The St Conleth’s Park upgrading project is also right up there on the top of the Operation Manager’s agenda. 

“I believe that if people out there can see progress in Conleth’s that in turn will generate a huge level of support for the county and from a business perspective you get businesses looking to be part of where we are going as a county.”

So where exactly is that project today?

“Planning permission in; next stage will be the application for the Sports Development Grant so we will be putting in our submission; depending on the outcome of that but the signs are very positive, we have done our homework; we have met with Leinster Council; met with Croke Park; met with the vital people so we are positive but on the other hand if it doesn’t work out we will just have to sit down and review our plans, but at the moment it is all systems go.

“I personally feel that Conleth’s should be something special, Conleth’s is your county ground, it’s the golden acre in the centre of Newbridge so, regardless of what you change, the minute you set foot on that pitch, the legacy; the history of those who went before you, that equates hugely but we have to get the building right; the dressing rooms right, get it fit for purpose and bring it into the 2017 and 2018 era.

“We are on the road, I would be very very optimistic that the first sods would be turned by the end of the summer, the sports capital grants will be announced by the end of July, but we are driving on as if we have the green light because we are optimistic that this will all come together ...  really it has to happen.”

And where do you see Kildare (and yourself) say in five years time?

“From the meetings I have and continue to have with clubs as I am getting more familiar with the challenges within the county the first thing would be Conleth’s but that to a certain extent will be outside of my remit as that will be essentially driven by the sports capital programme and all the rest that goes with that but I would see Conleth’s as being hugely important as that would realise the ambition of the county.”

From the playing point of view Cormac admits that he would like to see many changes.

“I would also like to see a review of our games programme, not so much at senior level as changes last year are very positive and will create more competitive competition but it’s at underage where I would like to see the major changes.

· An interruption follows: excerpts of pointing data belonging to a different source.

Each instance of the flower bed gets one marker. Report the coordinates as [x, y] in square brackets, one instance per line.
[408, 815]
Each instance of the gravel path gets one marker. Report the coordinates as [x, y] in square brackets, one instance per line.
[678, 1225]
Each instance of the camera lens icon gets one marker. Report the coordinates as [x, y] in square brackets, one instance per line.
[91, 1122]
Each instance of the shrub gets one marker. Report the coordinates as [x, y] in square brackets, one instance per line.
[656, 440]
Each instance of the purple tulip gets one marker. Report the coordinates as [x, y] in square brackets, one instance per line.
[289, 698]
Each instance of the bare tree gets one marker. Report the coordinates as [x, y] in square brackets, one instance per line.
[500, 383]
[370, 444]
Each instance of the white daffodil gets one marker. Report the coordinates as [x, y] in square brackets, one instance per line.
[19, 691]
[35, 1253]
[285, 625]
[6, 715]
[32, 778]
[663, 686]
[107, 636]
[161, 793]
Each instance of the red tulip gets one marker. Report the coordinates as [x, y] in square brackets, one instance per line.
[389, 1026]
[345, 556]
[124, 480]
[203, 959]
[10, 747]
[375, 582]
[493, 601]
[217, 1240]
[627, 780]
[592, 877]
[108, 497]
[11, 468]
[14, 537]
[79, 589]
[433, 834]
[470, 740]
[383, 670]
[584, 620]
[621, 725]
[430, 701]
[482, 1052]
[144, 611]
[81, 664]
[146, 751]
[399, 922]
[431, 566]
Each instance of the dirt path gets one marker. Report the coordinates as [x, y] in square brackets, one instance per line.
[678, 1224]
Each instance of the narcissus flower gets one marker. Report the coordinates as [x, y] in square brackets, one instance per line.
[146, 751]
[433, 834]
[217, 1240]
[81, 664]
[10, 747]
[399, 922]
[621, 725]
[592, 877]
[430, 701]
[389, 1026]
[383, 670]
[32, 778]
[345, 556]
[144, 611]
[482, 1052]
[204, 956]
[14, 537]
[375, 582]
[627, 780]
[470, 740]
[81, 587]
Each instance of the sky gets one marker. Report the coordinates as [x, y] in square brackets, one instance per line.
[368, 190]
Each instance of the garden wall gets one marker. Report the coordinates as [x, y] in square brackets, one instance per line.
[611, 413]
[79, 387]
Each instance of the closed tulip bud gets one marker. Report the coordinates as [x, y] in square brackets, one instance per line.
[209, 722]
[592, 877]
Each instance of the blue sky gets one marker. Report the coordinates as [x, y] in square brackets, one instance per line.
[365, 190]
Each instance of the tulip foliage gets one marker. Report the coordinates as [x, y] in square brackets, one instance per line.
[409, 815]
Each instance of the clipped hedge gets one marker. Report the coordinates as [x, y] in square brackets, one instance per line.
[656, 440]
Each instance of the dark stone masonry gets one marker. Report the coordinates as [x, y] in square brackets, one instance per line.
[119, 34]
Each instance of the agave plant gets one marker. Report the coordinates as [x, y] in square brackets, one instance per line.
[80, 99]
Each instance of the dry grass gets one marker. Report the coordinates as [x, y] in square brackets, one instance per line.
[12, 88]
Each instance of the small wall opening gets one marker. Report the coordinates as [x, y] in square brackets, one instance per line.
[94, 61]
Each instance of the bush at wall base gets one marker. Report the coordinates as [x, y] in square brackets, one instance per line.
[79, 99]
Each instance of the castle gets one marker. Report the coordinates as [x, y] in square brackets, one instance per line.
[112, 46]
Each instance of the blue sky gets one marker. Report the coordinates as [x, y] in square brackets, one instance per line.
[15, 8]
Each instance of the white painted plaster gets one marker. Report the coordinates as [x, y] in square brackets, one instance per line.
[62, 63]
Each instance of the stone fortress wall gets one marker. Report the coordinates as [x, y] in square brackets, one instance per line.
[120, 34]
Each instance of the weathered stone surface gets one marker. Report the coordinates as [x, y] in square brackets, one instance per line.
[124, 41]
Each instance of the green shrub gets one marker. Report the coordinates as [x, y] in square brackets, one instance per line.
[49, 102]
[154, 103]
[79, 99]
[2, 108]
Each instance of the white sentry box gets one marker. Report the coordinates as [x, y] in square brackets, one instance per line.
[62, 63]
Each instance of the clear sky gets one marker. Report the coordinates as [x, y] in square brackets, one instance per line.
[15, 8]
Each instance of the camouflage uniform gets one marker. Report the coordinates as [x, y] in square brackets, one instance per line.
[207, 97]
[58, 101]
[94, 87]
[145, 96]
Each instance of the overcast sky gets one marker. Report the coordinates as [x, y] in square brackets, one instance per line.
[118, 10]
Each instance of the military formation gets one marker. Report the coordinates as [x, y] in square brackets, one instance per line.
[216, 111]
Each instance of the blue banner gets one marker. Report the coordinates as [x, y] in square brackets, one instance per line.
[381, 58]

“It’s easily said but difficult to do such is the diverse challenges; rural clubs have so much legacy but not the numbers against the new urban clubs that have the numbers but don’t have the legacy but find themselves up against other sports but I would love if we could roll out a games programme incorporating a variety of outside-the-box-thinking that captures the younger players and makes them want to play our games which in turn would lead to greater numbers going into minor and U21, greater numbers playing  would in time give greater numbers to the Cian O’Neills and Joe Quaid’s of this world which would ultimately improve the standard and that is huge and very important.

“There is a lot of work being done in Kildare but it is a very difficult challenge because we are unique due to the diverse club structure; remember 66 per cent of our clubs are based in rural areas.”

Does he  think smaller rural clubs, in partiuclar,  will need to join forces?

“I don’t think so; what you want to do is allow the small rural clubs participate in all of the competitions and that may mean amalgamation of playing teams; regional competitions; maybe having competitions away from the traditional 15-a-side to allow them to compete, whether that be seven-a-side, nine-a-side but I would hate to see a small rural club that has huge tradition amalgamating.

“We are all Gaels; the clubs come from our founding fathers and founding grandfathers and nobody wants to close that door on that history because we wear it on our sleeve; everything to do with it.

“Amalgamating? 

“No absolutely not, but we have to come up with a template that will allow those small rural clubs to compete at the highest level they can compete at, and yet at the same time retain the integrity of the club.”